You can't invoke MAX computations within a JAX computation which you jax.jit yet. In other words, you can't mix and max XLA and MAX in this package yet, and it's not clear if this will ever work.

Getting started

First, install magic. Then, clone this repository, and run magic install at the toplevel. This will setup your environment, which you can access via magic shell. You'll also want to run magic run kernels to build the custom MAX kernels provided as part of juju.

Inside the shell, you can run the example snippets using python examples/basic.py (for instance).

MAX graphs

What is a MAX graph? Let's inspect one:

import jax.numpy as jnp
from juju import make_max_graph

@make_max_graph
def jax_code(x, y):
    v = x + y
    v = v * v
    return jnp.sin(v)

print(jax_code(5, 10)) 

produces a textual object which looks like the following:

mo.graph @jax_code(%arg0: !mo.tensor<[], si32>, %arg1: !mo.tensor<[], si32>) -> !mo.tensor<[], f32> attributes {argument_names = ["input0", "input1"], result_names = ["output0"]} {
  %0 = mo.chain.create()
  %1 = rmo.add(%arg0, %arg1) : (!mo.tensor<[], si32>, !mo.tensor<[], si32>) -> !mo.tensor<[], si32>
  %2 = rmo.mul(%1, %1) : (!mo.tensor<[], si32>, !mo.tensor<[], si32>) -> !mo.tensor<[], si32>
  %3 = mo.cast(%2) : (!mo.tensor<[], si32>) -> !mo.tensor<[], f32>
  %4 = rmo.mo.sin(%3) : (!mo.tensor<[], f32>) -> !mo.tensor<[], f32>
  mo.output %4 : !mo.tensor<[], f32>
}

This is a MAX graph, an intermediate representation which can be fed to MAX's execution engine to perform computations.

Using juju.jit

We expose a very simple implementation of JIT functionality (similar to jax.jit) based on a JIT cache using static Pytree structure:

from jax import grad
import jax.numpy as jnp
from juju import jit

@jit
def jax_code(x, y):
    v = x + y
    v = v * v
    return jnp.sin(v)

timing(jax_code)(5, 10) # 0.131628 s
timing(jax_code)(5, 10) # 0.000175 s 

The idea here is simple: a global MAX inference session is kept, and models are created and loaded into this session. We create a callable which executes these saved models, and we store this callable in a cache according to keys of the form (your_hashable_callable, static_pytree_structure).

Warning

This is not nearly as featured as jax.jit. Indeed, some things you cannot do with this now:

  • Invoke a juju.jit function inside of code which you want to lower to MAX.
  • No keyword arguments to specify static arguments.
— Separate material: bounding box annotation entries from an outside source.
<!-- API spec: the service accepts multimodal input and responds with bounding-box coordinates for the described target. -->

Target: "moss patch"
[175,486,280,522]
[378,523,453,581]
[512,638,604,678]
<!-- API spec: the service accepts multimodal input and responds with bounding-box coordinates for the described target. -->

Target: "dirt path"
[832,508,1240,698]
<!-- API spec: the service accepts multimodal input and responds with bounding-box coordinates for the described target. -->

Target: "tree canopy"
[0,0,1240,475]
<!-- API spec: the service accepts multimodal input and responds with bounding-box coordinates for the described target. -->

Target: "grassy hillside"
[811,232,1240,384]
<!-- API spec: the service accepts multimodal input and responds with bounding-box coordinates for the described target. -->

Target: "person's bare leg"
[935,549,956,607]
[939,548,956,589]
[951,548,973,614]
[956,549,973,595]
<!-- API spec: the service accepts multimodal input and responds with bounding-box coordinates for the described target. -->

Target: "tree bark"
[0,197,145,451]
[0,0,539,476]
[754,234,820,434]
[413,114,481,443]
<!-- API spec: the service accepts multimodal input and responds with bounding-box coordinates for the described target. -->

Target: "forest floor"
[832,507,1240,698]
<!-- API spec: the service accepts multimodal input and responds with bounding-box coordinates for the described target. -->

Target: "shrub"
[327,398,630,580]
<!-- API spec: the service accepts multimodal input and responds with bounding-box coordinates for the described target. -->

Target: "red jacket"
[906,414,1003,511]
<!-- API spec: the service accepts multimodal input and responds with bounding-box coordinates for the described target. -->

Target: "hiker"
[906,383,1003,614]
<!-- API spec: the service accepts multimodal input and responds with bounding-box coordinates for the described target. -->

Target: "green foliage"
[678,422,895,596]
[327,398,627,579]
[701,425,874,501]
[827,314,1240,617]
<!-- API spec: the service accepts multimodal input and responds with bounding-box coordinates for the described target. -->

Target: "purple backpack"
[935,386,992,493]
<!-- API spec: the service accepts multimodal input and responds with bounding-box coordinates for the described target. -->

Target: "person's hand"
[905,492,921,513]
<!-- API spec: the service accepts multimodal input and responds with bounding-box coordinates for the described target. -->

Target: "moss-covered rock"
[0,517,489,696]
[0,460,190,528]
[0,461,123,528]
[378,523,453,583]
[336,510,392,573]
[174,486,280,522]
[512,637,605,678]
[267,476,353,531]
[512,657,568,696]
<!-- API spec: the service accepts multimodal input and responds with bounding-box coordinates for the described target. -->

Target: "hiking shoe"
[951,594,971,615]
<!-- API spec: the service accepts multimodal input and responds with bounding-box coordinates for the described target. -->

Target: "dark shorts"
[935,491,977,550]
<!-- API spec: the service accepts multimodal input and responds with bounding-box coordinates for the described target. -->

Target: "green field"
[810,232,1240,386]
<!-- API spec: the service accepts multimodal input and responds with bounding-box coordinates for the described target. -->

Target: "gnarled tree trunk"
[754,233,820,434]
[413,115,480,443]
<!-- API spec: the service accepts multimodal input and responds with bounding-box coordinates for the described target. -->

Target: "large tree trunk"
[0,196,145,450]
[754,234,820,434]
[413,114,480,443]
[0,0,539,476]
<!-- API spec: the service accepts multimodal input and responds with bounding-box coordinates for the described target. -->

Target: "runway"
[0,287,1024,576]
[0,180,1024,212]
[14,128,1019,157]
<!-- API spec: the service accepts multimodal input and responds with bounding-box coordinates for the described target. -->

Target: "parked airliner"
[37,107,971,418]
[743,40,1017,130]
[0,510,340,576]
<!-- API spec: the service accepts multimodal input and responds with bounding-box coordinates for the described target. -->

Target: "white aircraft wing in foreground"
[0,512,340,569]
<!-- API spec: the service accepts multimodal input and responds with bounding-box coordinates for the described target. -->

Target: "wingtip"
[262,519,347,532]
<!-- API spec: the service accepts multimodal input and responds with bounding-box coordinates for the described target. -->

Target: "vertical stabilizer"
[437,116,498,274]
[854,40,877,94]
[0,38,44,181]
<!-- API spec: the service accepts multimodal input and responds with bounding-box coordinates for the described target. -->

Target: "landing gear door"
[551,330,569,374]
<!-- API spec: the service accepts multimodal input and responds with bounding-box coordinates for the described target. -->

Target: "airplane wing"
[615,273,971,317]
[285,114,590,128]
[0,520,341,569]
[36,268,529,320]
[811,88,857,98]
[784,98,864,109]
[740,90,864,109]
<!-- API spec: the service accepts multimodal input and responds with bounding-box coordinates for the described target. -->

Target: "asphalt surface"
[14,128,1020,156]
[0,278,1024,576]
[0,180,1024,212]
Composition with JAX transformations

Our approach is fully compositional with JAX transformations, meaning one can apply transformations like jax.vmap and jax.grad before lowering the resulting computation to a MAX graph.

from jax import grad
import jax.numpy as jnp
from juju import jit

@jit
@grad
def jax_code(x, y):
    v = x + y
    v = v * v
    return jnp.sin(v)


print(jax_code(5.0, 10.0).to_numpy()) # 11.019581

Extending juju with custom MAX operations

Full example here.

MAX supports a user-extensible operation set, and juju allows you to expose these operations into JAX computations which you intend to lower to MAX.

To start, one writes a kernel in Mojo and registers it with the MAX engine.

In juju, this part looks like placing a your_kernel.mojo file into the src/juju/kernels Mojo sub-package, and exporting your kernel in src/juju/kernels/__init__.mojo. Once you've done this, you can run magic run kernels to create a new kernel package (./kernels.mojopkg) for use via MAX's Python API, and through juju.

Now, juju exposes a registration function called Primitive.

# Lowering rule to MAX operation.
def mandelbrot_max_lowering_rule(**params):
    min_x = params["min_x"]
    min_y = params["min_y"]
    scale_x = params["scale_x"]
    scale_y = params["scale_y"]
    width = params["width"]
    height = params["height"]
    max_iterations = params["max_iterations"]
    output_dtype = DType.int32
    return ops.custom(
        name="mandelbrot",
        values=[
            ops.constant(min_x, dtype=DType.float32),
            ops.constant(min_y, dtype=DType.float32),
            ops.constant(scale_x, dtype=DType.float32),
            ops.constant(scale_y, dtype=DType.float32),
            ops.constant(max_iterations, dtype=DType.int32),
        ],
        out_types=[TensorType(dtype=output_dtype, shape=[height, width])],
    )[0].tensor

# Tell JAX how to interpret the semantics of the primitive in terms
# of types that it understands.
def mandelbrot_abstract_eval(**params):
    height = params["height"]
    width = params["width"]
    return ShapedArray((height, width), jnp.int32)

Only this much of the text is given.